The KMF and associated plots are available on GitHub (https://github.com/DorresteinLaboratory/Kendrick_Mass_Filter). The KMF was written in R and is available as a Jupyter notebook. Data discussed in this manuscript are publically available at MassIVE (http://massive.ucsd.edu) via the following MassIVE IDs: MSV000081544 and MSV000081548. Principal component analysis (PCA) was performed in R using the pcaMethods package applying the Nonlinear Iterative Partial Least Squares algorithm, after Pareto scaling [12]. Figures were generated with R standard plot function and ggplot2 package and formatted in Adobe Illustrator.

Results and Discussion

Optimization for PEG 400 Removal While Minimizing Feature Removal from NIST Plasma Standard Reference Material

The effect of KMF parameters will vary with different data and parameters should be selected carefully, balancing removal of features with specificity. We defined the following goal: maximize the filtering of PEG 400 features while minimizing the number of plasma features filtered. We evaluated parameter selection using plasma spiked with PEG 400. The ideal parameters in this instance were determined by plotting the ratio of PEG 400 to plasma MS1 features filtered versus the number of PEG 400 MS1 features filtered; the points were colored by the MS1 features filtered from the plasma spiked with PEG 400 (Fig. 1). Triplicate technical measurements of PEG 400, plasma, and plasma spiked with PEG 400 were used. Each point in the plot represents a different set of KMF parameters (restricted to parameters tested). The uppermost grouping corresponded to the greatest filtering of PEG 400 features (y-axis) as well as the greatest number of filtered features in the plasma spiked with PEG 400 sample (colored light-green and yellow). The vertical groupings result from different NOS values. In fulfilling the defined goal (the smallest ratio), the leftmost points in the uppermost grouping are the most suitable sets of KMF parameters. Contrastingly, if filtering is desired with no regard to potential over filtering, then points (sets of KMF parameters) in the rightmost and uppermost grouping and their respective parameters should be used. An interactive plot was created (see Experimental), which displayed the x and y values when hovering over a point. The values were used to look up the associated set of KMF parameters (ΔKMD, RT, and NOS) in the optimization table (electronic supplementary information—Table S1) and displayed in Fig. S3. The parameters chosen (associated with the point 0.4285, 84 in Fig. 1) were as follows: ΔKMD of 0.01, RT of 0.8 min, and NOS of 2.

Figure 1
figure 1

Plot displaying KMF results for all sets, represented as points, of KMF parameters (ΔKMD, RT, and NOS) tested. Data were collected at a resolution of 17,500. KMF parameters for the points highlighted are as follows: 0.4285, 84 (ΔKMD of 0.01, RT of 0.8 min, and NOS of 2); 0.8953, 86 (ΔKMD of 0.033, RT of 0.8 min, and NOS of 2); 1.988, 90 (ΔKMD of 0.1, RT of 2.0 min, and NOS of 2)

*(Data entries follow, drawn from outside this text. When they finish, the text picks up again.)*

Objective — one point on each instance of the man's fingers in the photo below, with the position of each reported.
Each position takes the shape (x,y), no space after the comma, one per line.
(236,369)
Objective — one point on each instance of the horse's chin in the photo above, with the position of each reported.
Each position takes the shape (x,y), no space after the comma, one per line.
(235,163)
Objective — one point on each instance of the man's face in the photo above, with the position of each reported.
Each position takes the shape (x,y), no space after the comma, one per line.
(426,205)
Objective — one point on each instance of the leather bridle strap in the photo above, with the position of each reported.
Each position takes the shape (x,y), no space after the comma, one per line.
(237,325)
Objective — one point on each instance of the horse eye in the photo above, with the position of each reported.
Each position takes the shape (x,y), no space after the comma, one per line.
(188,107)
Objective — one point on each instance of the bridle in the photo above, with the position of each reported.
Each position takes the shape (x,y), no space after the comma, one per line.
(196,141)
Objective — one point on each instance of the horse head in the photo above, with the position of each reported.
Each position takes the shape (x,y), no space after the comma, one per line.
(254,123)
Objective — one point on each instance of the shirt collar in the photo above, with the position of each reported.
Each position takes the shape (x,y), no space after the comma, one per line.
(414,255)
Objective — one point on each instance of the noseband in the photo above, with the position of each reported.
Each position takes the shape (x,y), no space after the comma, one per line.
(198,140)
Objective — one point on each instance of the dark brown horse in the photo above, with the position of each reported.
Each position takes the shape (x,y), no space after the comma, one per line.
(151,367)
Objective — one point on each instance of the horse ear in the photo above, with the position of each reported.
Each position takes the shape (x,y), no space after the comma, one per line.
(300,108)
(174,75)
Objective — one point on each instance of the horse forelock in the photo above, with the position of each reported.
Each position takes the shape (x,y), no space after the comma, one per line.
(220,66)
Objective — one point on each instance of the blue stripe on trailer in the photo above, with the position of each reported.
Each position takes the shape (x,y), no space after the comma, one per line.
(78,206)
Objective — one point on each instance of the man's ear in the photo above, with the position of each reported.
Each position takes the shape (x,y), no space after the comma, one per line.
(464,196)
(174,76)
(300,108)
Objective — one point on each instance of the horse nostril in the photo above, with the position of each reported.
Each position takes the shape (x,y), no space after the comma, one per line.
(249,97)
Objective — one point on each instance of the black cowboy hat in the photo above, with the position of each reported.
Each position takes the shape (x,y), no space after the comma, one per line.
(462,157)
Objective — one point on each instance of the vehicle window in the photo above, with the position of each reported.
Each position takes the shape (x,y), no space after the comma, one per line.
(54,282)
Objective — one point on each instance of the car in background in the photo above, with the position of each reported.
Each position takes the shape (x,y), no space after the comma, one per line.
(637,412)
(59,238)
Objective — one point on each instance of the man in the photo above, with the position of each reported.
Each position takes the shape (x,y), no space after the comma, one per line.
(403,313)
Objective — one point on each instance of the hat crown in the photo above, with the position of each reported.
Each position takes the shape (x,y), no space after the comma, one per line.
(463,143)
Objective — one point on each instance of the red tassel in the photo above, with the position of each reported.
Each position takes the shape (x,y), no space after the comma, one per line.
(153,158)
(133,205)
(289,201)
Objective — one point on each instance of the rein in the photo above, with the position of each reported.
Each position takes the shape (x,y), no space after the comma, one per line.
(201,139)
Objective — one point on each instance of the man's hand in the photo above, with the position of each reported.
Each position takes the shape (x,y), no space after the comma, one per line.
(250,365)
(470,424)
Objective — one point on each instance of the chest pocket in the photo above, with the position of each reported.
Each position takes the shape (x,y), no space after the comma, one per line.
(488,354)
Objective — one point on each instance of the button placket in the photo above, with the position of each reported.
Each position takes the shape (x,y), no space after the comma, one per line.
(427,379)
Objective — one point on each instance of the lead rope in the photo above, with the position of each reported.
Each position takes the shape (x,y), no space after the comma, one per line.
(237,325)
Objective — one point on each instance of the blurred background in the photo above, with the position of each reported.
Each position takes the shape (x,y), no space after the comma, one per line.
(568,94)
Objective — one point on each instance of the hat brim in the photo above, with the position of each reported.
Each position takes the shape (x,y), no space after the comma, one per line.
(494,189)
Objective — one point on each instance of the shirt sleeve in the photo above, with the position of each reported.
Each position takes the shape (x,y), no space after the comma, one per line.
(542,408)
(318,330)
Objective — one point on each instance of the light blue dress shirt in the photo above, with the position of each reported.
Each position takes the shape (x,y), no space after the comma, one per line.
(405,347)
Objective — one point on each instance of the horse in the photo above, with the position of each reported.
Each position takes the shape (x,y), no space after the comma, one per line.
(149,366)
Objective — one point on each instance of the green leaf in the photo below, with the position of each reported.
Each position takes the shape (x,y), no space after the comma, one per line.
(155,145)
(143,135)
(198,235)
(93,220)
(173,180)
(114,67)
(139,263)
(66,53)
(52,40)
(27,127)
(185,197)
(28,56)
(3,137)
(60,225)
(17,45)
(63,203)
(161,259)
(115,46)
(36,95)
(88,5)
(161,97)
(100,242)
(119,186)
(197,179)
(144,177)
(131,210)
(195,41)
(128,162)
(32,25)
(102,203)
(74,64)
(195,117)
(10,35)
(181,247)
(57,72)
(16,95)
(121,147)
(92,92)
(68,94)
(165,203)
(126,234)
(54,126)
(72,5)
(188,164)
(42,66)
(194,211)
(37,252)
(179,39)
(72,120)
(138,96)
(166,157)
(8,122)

The effect of KMF parameters (ΔKMD, RT, and NOS) on the number of MS1 features filtered was systematically explored using PEG 400 and NIST 1950 plasma standard reference material (SRM) based on the previously determined KMF parameters. The effect of ΔKMD is displayed in Fig. 2a-c, isolating RT as a variable (held constant at 0.8 min). PEG 400 MS1 features filtered, i.e., those meeting the KMF criteria (Fig. 2a), were substantially affected by the ΔKMD parameter. The number of features filtered quickly increased and arrived at a plateau resulting from the removal of all apparent PEG features. The filtering of plasma MS1 features, not desired, was less affected by ΔKMD values < 0.015, Fig. 2b, but filtering increased with increasing ΔKMD. The NOS parameter, increasing from 2 (red) to 6 (purple), reduced the overall number of features filtered in PEG 400 as well as plasma which reflects the intended increase in stringency. Figure 2c, the overall number of MS1 features filtered were less with a NOS of 6 compared to a NOS of 2 (most to least stringent, respectively), but a similar ratio of PEG 400 to plasma features is obtained at the local minimum (~ 0.01) which mirrors the ΔKMD parameter chosen during optimization.

Figure 2
figure 2

(a) ΔKMD versus the number of PEG 400 features filtered (circle) and (b) plasma features filtered (triangle). (c) ΔKMD versus the ratio of PEG 400 to plasma features filtered. NOS is indicated by color. RT was constant at 0.8 min. (d) RT versus the number of PEG 400 features filtered (circle) and (e) plasma features filtered (triangle). (f) RT versus the ratio of PEG 400 to plasma features filtered. NOS is indicated by color. ΔKMD was constant at 0.01. Data plotted were acquired at a resolution of 17,500

The effect of RT on filtering is presented in Fig. 2e-f, isolating ΔKMD (value held constant at 0.01). The filtering of PEG 400 MS1 features increased with a larger RT parameter. The RT parameter is expected to change based on the chromatographic separation. Figure 2d, filtering increased quickly with small RT parameter (< 0.25 min) increases, afterwards filtering of features plateau with a retention time greater than 0.5 min. The filtering of plasma MS1 features, Fig. 2e, increased more slowly at small RT parameter values comparatively. This observation supports that PEG is selectively filtered, but the probability of selecting non-desired signals increases as RT increases. Increasing the NOS parameter reduces the overall number of features filtered in PEG 400 and plasma, Fig. 2f, similar to the behavior observed with the ΔKMD parameter.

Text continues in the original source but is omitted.